One of the fundamental changes made to superannuation under the new system was to cut down the many components of superannuation down to two. Those being taxable concessional benefits and tax exempt non-concessional benefits. This recontribution strategy aims to increase the non-concessional percentage benefits to provide a tax benefit upon the death of the member.
Taxable super benefits paid to a non-dependant are taxed at 15 per cent, tax exempt benefits are tax free. Under this strategy a super fund member takes a lump sum tax free payment after they have turned 60. This lump sum is then recontributed to the super fund as a non-concessional contribution. An account based pension is then commenced that locks in the tax exempt percentage of the member's benefits.

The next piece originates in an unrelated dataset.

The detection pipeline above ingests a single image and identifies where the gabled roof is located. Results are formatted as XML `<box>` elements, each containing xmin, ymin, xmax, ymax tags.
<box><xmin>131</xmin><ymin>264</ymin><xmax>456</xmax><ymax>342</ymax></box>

Upon the death of the member any residual superannuation benefits passing to non-dependants are received by them tax free. The limit on how much a person can make a year in non-concessional contributions restricts the amount that can be withdrawn and recontributed. In addition some experts have raised the specter of the ATO attacking this strategy under part IVA of the tax act.
I personally am less worried about the ATO being successful in using part IVA to attack this strategy for people over 60 than I was if it is used for people under 60. For part IVA to apply a taxpayer must have entered into a scheme or arrangement where the primary motivation was to gain a tax benefit. In this case the person taking the lump sum then recontributing it does not receive the benefit themselves, their heirs do.